21. The method of claim 1, further comprising at the device:

receiving one or more reward signals, wherein the one or more reward signals are computed as a function of additional information observed for the one or more ports after causing the at least one port to operate in the mode of operation.

22. The method of claim 1, wherein the neural network is dedicated for use in controlling operation of the one or more ports.

23. The method of claim 1, wherein the neural network is generalized for use in controlling operation of a plurality of ports of a plurality of switches.

24. A system, comprising:

a non-transitory memory storage comprising instructions; and

one or more processors in communication with the memory, wherein the one or more processors execute the instructions to:

process, by a neural network, state information observed for one or more ports of one or more switches connected to a network to determine a mode of operation for at least one port of the one or more ports; and

cause the at least one port to operate in the mode of operation.

25. The system of claim 24, wherein the system is a component of a datacenter remote from the one or more switches.

26. The system of claim 24, wherein a connection is established between the one or more ports.

27. The system of claim 24, wherein the state information includes at least one of:

bandwidth,

utilization,

queue size,

a number of the delayed packets, or

an average or maximum delay time among the delayed packets.

28. The system of claim 24, wherein the mode of operation is selected between an active mode and an idle mode, wherein the active mode consumes more power than the idle mode.

29. The system of claim 24, wherein the neural network is trained using reinforcement learning, wherein the reinforcement learning is configured to maximize a cumulative reward over time.
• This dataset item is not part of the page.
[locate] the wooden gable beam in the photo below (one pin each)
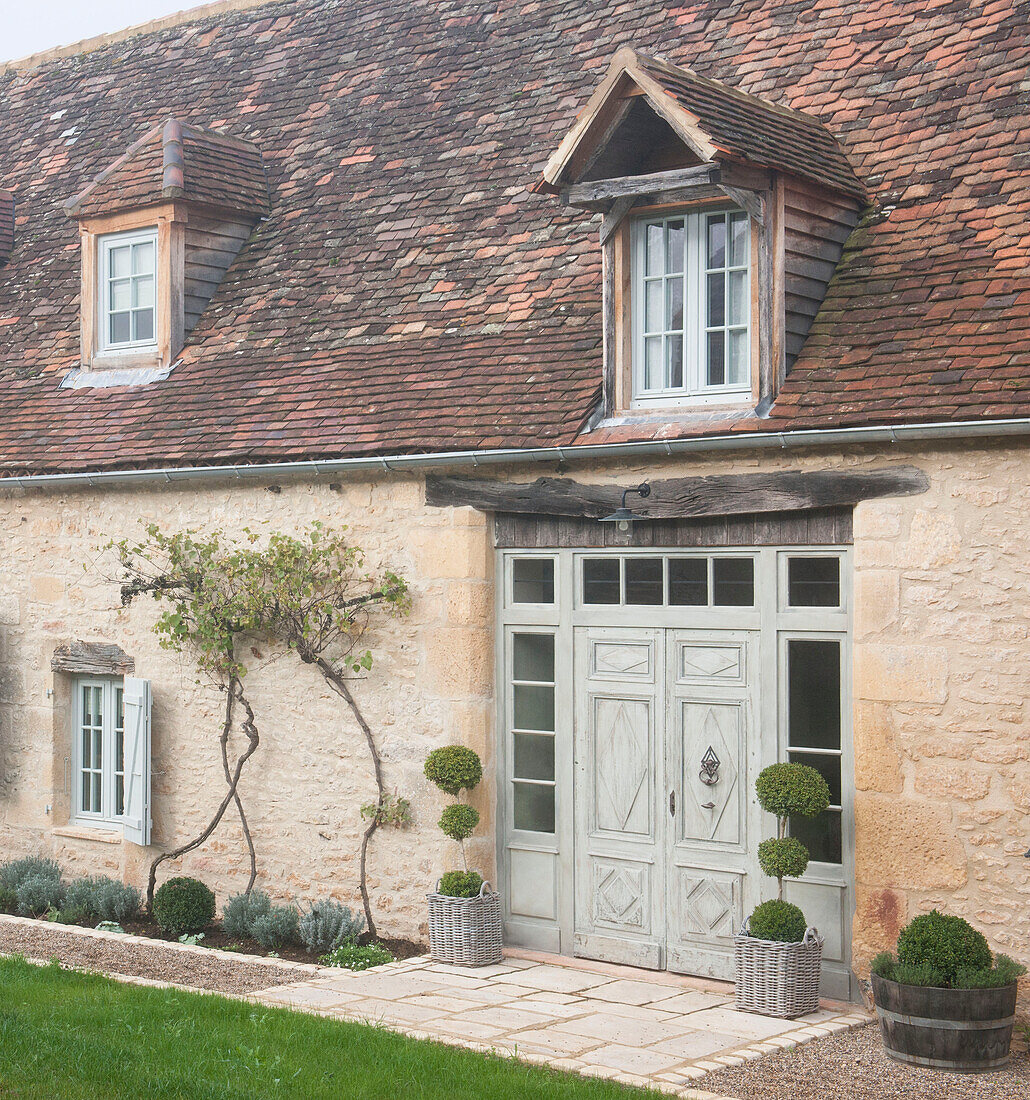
(682, 497)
30. The system of claim 29, wherein the cumulative reward is computed from positive rewards given for saving power and negative rewards given for performance degradation, wherein the power saving results from operating a port in an idle mode, wherein the power saving is proportional to a time in which the port is operated in the idle mode, and wherein the performance degradation is defined as a delay in job completion time incurred due to packets being delayed when waiting to be sent through the port when operated in the idle mode.

31. A non-transitory computer-readable media storing computer instructions which when executed by one or more processors of a device cause the device to:

process, by a neural network, state information observed for one or more ports of one or more switches connected to a network to determine a mode of operation for at least one port of the one or more ports; and

cause the at least one port to operate in the mode of operation.
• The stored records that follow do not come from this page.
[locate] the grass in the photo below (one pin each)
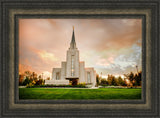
(75, 94)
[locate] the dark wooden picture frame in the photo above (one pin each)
(12, 10)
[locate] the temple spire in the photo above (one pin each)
(73, 42)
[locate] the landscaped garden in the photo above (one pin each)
(79, 93)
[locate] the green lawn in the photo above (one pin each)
(64, 93)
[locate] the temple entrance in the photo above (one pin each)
(73, 81)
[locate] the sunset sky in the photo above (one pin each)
(111, 46)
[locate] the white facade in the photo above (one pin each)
(73, 71)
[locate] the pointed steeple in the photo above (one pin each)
(73, 42)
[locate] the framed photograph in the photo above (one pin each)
(79, 58)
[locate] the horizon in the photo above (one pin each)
(115, 45)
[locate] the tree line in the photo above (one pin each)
(130, 79)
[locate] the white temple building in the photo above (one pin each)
(72, 71)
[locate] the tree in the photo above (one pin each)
(104, 82)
32. The non-transitory computer-readable media of claim 31, wherein the system is a component of a datacenter remote from the one or more switches.
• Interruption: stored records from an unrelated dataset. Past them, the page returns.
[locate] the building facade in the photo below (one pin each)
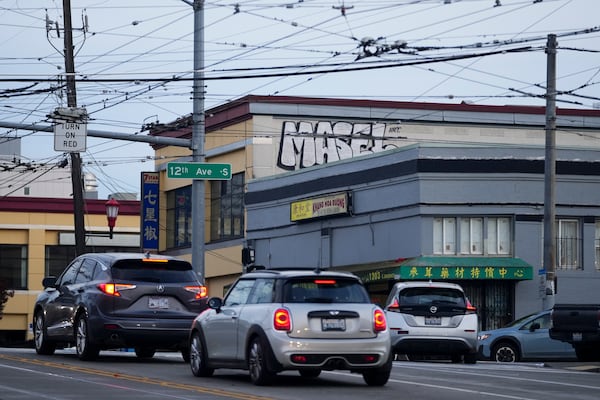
(472, 215)
(288, 137)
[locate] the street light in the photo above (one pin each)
(112, 210)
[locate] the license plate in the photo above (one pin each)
(158, 302)
(433, 320)
(333, 324)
33. The non-transitory computer-readable media of claim 31, wherein a connection is established between the one or more ports.

34. The non-transitory computer-readable media of claim 31, wherein the state information includes at least one of:

bandwidth,

utilization,

queue size,

a number of the delayed packets, or

an average or maximum delay time among the delayed packets.

35. The non-transitory computer-readable media of claim 31, wherein the mode of operation is selected between an active mode and an idle mode, wherein the active mode consumes more power than the idle mode.

36. The non-transitory computer-readable media of claim 31, wherein the neural network is trained using reinforcement learning, wherein the reinforcement learning is configured to maximize a cumulative reward over time.

37. The non-transitory computer-readable media of claim 36, wherein the cumulative reward is computed from positive rewards given for saving power and negative rewards given for performance degradation, wherein the power saving results from operating a port in an idle mode, wherein the power saving is proportional to a time in which the port is operated in the idle mode, and wherein the performance degradation is defined as a delay in job completion time incurred due to packets being delayed when waiting to be sent through the port when operated in the idle mode.